Rémunération du lundi de Pentecôte : que prévoit la journée de solidarité ?
Le lundi 20 mai 2024 s'annonce atypique : bien que jour férié, la majorité des gens travailleront sans pour autant être payés. Curieux, non ?
TL;DR
- Le lundi 20 mai 2024 est la journée de solidarité, travaillée mais non rémunérée.
- La journée de solidarité, créée suite à la canicule de 2003, sert à financer l’autonomie.
- La journée de solidarité concerne tous les salariés et rapporte 3 milliards d’euros par an.

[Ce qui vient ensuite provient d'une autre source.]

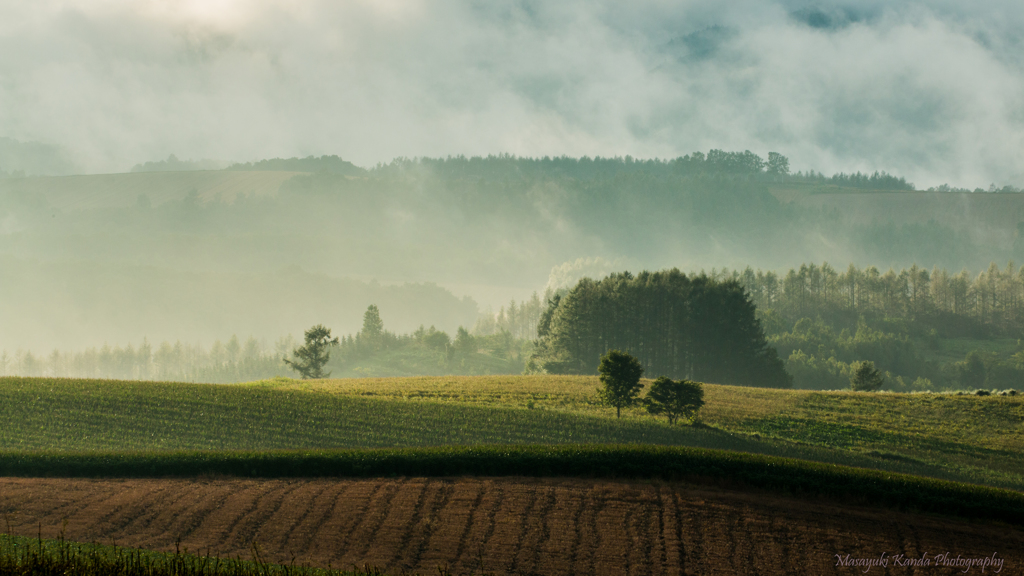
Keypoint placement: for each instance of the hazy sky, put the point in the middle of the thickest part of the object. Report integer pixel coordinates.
(930, 90)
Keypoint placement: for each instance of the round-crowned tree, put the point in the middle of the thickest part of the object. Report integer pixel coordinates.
(620, 379)
(865, 377)
(675, 399)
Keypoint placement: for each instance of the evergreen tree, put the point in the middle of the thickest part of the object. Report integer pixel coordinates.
(309, 360)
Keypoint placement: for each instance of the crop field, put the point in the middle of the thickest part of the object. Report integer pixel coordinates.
(497, 525)
(962, 438)
(981, 438)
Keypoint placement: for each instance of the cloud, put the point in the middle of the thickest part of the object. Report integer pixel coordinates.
(931, 90)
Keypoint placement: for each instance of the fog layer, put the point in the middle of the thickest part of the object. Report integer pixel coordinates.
(930, 90)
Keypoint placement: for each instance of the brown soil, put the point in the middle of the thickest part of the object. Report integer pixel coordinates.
(503, 526)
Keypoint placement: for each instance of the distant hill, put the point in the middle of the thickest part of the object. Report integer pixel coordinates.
(173, 164)
(330, 164)
(127, 190)
(20, 159)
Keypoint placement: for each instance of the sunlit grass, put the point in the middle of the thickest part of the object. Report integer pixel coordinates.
(964, 438)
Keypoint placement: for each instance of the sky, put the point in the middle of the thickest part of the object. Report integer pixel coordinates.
(933, 91)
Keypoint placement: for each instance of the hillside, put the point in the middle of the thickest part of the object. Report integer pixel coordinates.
(123, 191)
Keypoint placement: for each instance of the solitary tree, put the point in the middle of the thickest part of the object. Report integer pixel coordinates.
(675, 399)
(620, 379)
(373, 327)
(865, 377)
(309, 360)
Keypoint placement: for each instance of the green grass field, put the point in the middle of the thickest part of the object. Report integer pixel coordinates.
(19, 556)
(966, 439)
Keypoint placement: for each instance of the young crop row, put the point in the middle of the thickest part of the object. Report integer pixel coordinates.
(714, 466)
(104, 415)
(28, 557)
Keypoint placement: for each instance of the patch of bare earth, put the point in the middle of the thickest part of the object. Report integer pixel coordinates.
(500, 525)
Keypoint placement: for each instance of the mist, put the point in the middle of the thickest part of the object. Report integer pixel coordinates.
(929, 90)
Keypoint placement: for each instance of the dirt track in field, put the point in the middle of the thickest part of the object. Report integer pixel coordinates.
(503, 526)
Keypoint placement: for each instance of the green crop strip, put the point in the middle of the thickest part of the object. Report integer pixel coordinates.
(25, 557)
(963, 439)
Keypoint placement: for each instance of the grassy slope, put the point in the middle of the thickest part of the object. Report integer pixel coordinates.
(38, 556)
(956, 438)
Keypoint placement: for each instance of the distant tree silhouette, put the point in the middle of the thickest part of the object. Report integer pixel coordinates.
(309, 360)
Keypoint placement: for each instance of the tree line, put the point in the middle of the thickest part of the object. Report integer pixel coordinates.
(960, 304)
(697, 328)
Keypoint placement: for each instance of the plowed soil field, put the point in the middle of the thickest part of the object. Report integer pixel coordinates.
(503, 526)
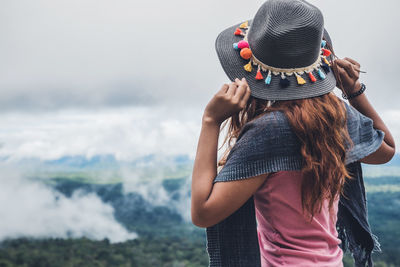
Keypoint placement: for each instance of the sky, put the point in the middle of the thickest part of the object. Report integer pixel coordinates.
(130, 78)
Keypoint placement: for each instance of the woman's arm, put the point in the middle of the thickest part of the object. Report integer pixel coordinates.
(210, 203)
(349, 75)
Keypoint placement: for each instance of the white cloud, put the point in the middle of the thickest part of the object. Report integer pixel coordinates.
(30, 209)
(127, 133)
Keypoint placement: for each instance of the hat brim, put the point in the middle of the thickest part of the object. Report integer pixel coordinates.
(233, 63)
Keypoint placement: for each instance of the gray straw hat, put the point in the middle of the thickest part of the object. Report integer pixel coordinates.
(281, 51)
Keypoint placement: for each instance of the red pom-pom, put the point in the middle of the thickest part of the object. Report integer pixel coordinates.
(238, 31)
(326, 52)
(259, 75)
(245, 53)
(243, 44)
(312, 78)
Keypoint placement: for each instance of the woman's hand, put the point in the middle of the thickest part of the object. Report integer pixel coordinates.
(349, 72)
(229, 100)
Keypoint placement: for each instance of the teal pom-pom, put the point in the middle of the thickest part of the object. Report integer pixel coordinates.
(268, 79)
(325, 67)
(321, 74)
(284, 82)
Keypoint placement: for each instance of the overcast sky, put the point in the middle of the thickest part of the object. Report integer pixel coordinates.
(132, 77)
(94, 53)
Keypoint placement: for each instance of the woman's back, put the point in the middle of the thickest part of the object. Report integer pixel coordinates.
(285, 236)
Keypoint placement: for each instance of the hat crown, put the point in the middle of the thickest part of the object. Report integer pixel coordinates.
(286, 33)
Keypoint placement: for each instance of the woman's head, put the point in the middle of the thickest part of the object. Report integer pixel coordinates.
(279, 51)
(320, 125)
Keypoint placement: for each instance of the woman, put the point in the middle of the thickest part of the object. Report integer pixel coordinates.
(293, 136)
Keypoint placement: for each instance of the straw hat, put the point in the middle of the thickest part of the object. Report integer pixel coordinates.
(281, 51)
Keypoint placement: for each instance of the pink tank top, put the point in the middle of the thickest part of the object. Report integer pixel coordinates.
(285, 237)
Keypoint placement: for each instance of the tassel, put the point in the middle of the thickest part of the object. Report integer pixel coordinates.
(245, 53)
(325, 67)
(312, 78)
(238, 31)
(326, 61)
(284, 82)
(326, 52)
(244, 25)
(321, 74)
(248, 67)
(259, 75)
(268, 79)
(300, 79)
(243, 44)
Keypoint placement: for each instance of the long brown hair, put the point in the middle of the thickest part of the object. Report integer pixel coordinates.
(320, 123)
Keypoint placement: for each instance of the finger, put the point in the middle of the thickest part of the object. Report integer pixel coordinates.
(240, 91)
(353, 61)
(344, 74)
(232, 89)
(246, 97)
(224, 88)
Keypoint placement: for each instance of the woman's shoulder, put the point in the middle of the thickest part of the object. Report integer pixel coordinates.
(271, 124)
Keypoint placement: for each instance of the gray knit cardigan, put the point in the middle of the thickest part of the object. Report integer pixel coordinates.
(267, 144)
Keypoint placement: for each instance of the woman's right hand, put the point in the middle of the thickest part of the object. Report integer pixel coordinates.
(349, 73)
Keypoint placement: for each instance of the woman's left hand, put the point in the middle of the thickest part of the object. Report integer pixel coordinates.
(229, 100)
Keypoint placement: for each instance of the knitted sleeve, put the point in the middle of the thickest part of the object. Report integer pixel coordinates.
(366, 139)
(267, 144)
(264, 145)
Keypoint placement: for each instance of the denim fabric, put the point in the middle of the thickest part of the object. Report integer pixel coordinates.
(267, 144)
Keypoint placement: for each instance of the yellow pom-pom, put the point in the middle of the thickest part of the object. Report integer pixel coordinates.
(244, 25)
(248, 67)
(300, 80)
(326, 61)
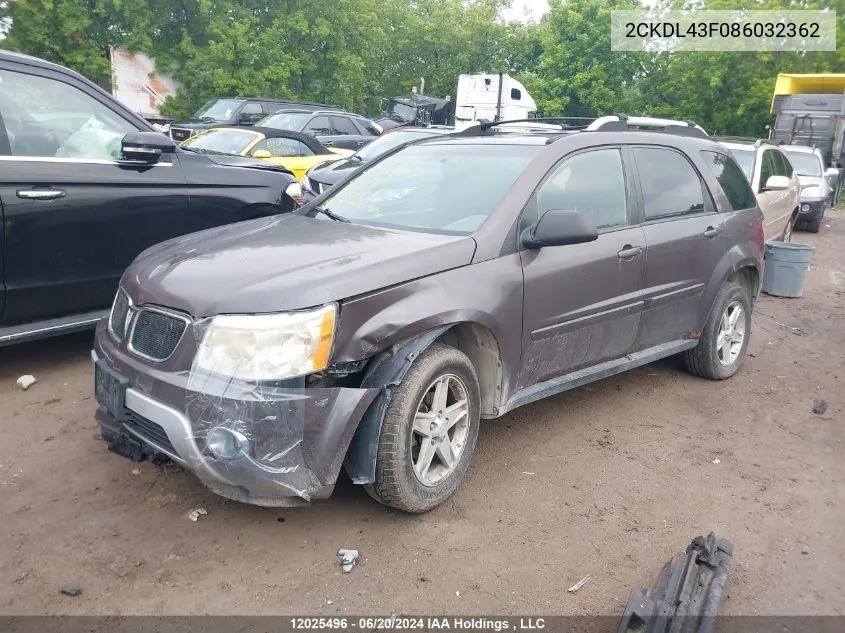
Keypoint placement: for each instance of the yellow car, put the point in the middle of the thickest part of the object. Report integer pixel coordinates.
(294, 151)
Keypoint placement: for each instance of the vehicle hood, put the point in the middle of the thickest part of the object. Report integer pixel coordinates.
(331, 173)
(285, 262)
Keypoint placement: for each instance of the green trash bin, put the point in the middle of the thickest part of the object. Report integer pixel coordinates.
(786, 265)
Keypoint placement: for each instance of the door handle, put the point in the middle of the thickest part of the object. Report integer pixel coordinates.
(41, 194)
(629, 252)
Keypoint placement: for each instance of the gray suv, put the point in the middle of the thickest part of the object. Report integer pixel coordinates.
(452, 280)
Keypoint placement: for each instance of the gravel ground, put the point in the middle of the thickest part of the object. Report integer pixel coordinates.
(608, 480)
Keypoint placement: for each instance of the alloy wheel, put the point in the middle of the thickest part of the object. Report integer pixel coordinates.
(441, 428)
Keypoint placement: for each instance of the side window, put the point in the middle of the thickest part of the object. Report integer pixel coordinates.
(50, 118)
(342, 125)
(670, 184)
(320, 126)
(767, 168)
(594, 182)
(731, 179)
(283, 146)
(785, 167)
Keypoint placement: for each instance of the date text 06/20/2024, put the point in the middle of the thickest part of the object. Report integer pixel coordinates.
(417, 623)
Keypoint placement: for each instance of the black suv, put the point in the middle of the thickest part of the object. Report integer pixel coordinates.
(235, 111)
(332, 128)
(86, 185)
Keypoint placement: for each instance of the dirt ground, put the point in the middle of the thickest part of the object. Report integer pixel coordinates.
(609, 480)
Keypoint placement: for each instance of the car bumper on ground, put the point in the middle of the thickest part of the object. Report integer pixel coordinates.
(280, 445)
(811, 208)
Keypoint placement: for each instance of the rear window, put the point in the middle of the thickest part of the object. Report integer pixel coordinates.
(731, 179)
(439, 188)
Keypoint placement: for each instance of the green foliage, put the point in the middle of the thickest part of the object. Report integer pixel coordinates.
(351, 52)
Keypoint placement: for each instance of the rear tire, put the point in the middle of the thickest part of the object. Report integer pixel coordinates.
(724, 340)
(403, 480)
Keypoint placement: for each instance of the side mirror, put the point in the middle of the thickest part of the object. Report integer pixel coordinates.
(559, 228)
(146, 147)
(776, 183)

Un lundi pas comme les autres
Le lundi 20 mai 2024 sera un jour férié pour le moins atypique. En effet, malgré sa désignation de jour férié, de nombreux Français se rendront tout de même à leur travail. Une particularité qui ne s’arrête pas là : cette journée travaillée ne sera pas rémunérée.
La journée de solidarité, une réponse à une crise
Il s’agit de la journée de solidarité, une initiative qui trouve ses origines dans l’été 2003. Cette année-là, une canicule dévastatrice a causé la mort de près de 20 000 personnes, avec une proportion importante de personnes âgées. En réponse à cette tragédie, Jacques Chirac, alors Président, et Jean-Pierre Raffarin, Premier ministre, ont créé une journée destinée à soutenir les personnes dépendantes.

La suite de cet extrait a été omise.